Sunday, July 19, 2009

stars, raspberries, whisky and wind

It was really windy this weekend. We went up to usual sheiling for an overnighter again with Mauro whose photos these are and boy was it worth it. Wind is not something we get much of and I love wind. It’s always good to be out in wind especially, like this one, it is a warm wind. It cleared the air leaving perfect views all over the place. It got a bit hairy and a bit cold after the sun started waning but we were in a hollow and it abated just before we retired for the night anyway so the best of all worlds. It was great just to stand on the moors that high up and get buffeted by the wind as we waited for the night to arrive. As it did the starlight performance started up in grand style. Crisp, twinkling sky, the sort you only usually get in winter, deep and wide and full of stars and milky way. Our house faces south south-west so the east-facing sheiling sky is something I am not used to seeing. To lie in bed and see the plough wheeling round is something I haven’t done for ages. Though I took the binoculars there were that many stars they didn’t really make much difference.

Looking down into the valley below it was quite weird to see just how empty it is. It wasn’t something I had noticed before now oddly. There is a lot of black space; blackness with an occasional point of light from a lonely sheiling or isolated weekend cottage. A different view though when you turn to look at the plains. Without the usual heat haze and mist what looks during the day like a relatively empty plain full of grass and trees, at night suddenly and sadly comes alive not with houses like you’d expect but with streetlights casting that sickly orange glow over everything. Dis bloody gusting and better ignored which thankfully is quite easy unless you deliberately climb up to look down on it.

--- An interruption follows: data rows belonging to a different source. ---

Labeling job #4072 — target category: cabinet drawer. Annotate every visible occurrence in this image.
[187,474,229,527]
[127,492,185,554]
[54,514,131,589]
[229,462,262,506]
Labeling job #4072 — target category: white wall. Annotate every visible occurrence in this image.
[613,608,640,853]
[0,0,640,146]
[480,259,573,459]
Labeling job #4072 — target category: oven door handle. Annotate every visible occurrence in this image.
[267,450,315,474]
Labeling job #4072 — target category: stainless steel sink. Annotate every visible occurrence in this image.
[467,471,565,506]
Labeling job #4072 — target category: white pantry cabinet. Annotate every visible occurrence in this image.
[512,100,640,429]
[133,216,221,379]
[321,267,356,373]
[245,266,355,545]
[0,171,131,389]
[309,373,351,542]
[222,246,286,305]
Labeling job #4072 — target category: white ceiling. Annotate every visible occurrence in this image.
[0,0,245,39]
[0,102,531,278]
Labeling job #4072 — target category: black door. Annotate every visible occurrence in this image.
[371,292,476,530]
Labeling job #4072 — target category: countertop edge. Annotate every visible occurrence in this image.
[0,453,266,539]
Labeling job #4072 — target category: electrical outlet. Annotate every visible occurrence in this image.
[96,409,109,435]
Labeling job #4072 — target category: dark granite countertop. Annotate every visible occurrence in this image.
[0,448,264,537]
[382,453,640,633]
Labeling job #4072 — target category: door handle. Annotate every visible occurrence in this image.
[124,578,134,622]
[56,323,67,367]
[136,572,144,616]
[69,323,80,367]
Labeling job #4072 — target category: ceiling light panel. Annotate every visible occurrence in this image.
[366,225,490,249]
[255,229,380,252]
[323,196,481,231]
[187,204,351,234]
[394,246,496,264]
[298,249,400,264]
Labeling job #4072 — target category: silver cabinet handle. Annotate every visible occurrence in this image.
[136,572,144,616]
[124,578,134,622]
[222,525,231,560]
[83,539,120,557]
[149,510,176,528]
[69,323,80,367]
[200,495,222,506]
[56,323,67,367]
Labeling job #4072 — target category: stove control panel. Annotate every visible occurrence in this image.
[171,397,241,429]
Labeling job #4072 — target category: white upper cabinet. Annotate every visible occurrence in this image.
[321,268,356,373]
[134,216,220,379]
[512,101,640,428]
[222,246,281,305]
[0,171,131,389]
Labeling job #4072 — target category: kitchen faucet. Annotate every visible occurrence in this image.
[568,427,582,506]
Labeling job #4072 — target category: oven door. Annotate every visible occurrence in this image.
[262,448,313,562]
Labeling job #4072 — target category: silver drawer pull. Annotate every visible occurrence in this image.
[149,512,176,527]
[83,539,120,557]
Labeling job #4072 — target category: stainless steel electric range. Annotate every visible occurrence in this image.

It was a lovely evening all round. Some excellent whisky, lots of companionable standing about being slapped by the wind and gazing up at the crowded sky and the empty land and generally doing not much at all in pitch darkness. There’s nothing as bracing as wind over moorland especially when it’s you, the moor and the wind and nothing else; for a brief moment you get to forget the existence of the seething mass of humanity below.

Quite an uneventful night on the whole. Apparently I fell asleep immediately though Mauro had some problems sleeping in his tomb. He has a bothy bag and it was just like a colourful version of those loculi that they slide your coffins into in Italy so he resurrected at dawn and was off taking photos.

The early start meant we had plenty of time for a wander. That’s another thing I like, getting back from a nice long walk and find that it is only half past nine

One of the dominant plants in the mountains is wild raspberry. I have raspberry bushes in the garden so I know what a raspberry tastes like and they are nothing like the wild ones. The wild ones are minute, not particularly abundant but the taste when you get on in your mouth is a-mazing. An explosion of taste. They actually taste of raspberry. So strong that you only need a few to feel satisfied. Not with the fullness of your stomach but with the experience of taste. As an after breakfast snack there’s nothing better.